FDA Accepts New Drug Application for Orexin Agonist Oveporexton in Narcolepsy Type 1, Grants Priority Review

According to a new announcement, the FDA has accepted Takeda’s new drug application (NDA) and granted priority review to oveporexton, investigational oral orexin receptor 2 (OX2R)–selective agonist, for the treatment of patients with narcolepsy type 1 (NT1). The agent, designed to address the underlying orexin deficiency that causes NT1 by restoring orexin signaling, has a Prescription Drug User Fee Act action date set for the third quarter of 2026.¹

“Narcolepsy type 1 is a relentless disease that can have a debilitating impact on a person’s everyday life from work and school to social interactions. The currently available treatments offer symptom relief, but don’t address the underlying cause of the disease,” Andrew Plump, MD, PhD, president of research and development at Takeda, told NeurologyLive®. “Our investigational therapy oveporexton is designed to do just that by restoring orexin signaling. If approved, it would offer people living with narcolepsy type 1 and their health care providers a new approach to the way we treat this disease." 

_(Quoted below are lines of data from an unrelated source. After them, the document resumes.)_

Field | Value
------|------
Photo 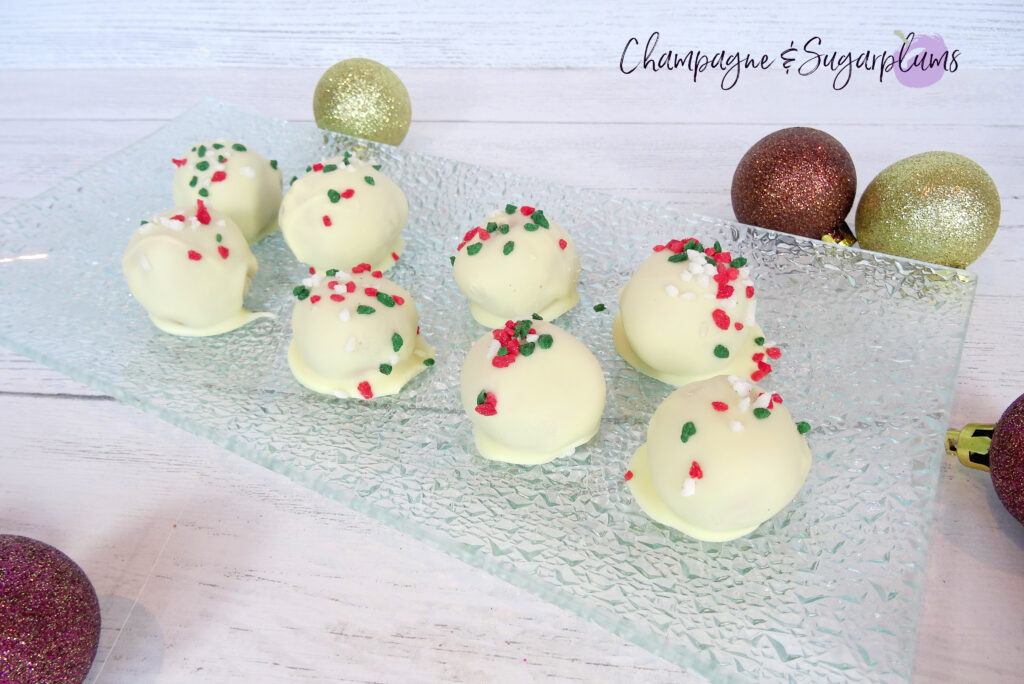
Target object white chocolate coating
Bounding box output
[629,376,811,542]
[173,140,281,245]
[454,205,580,328]
[462,320,605,465]
[121,203,272,337]
[279,157,409,270]
[612,241,774,386]
[288,267,434,398]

The NDA is supported by positive data from global phase 3 studies FirstLight (NCT06470828) and RadiantLight (NCT06505031), which showed that oveporexton, formally known as TAK-861, met all its primary and secondary end points. FirstLight and RadiantLight, 2 multicenter, placebo-controlled studies, featured 168 and 105 patients with NT1, respectively, using change in Maintenance Wakefulness Test (MWT) as the primary end point.²

Conducted across 19 countries, FirstLight included high-dose, low-dose, and placebo arms, whereas RadiantLight included only high-dose and placebo arms. Presented at the 2025 World Sleep Congress, held September 5 to 10, 2025, in Singapore, findings showed that treatment with oveporexton in the 12-week trials led to statistically significant improvements in excessive daytime sleepiness reflected in MWT change, relative to placebo (P <.001).³

READ MORE: FDA Grants Orexin Agonist Alixorexton Breakthrough Therapy Designation for Narcolepsy Type 1

At the conclusion of the 12-week studies, oveporexton also showed statistically significant improvements in secondary outcomes, which included change in Epworth Sleepiness Scale and Weekly Cataplexy Rate (both P <.001). In addition, treatment with the investigational agent led to reported enhancements in ability to maintain attention, overall quality of life, and daily life functions, further supporting the drug’s development.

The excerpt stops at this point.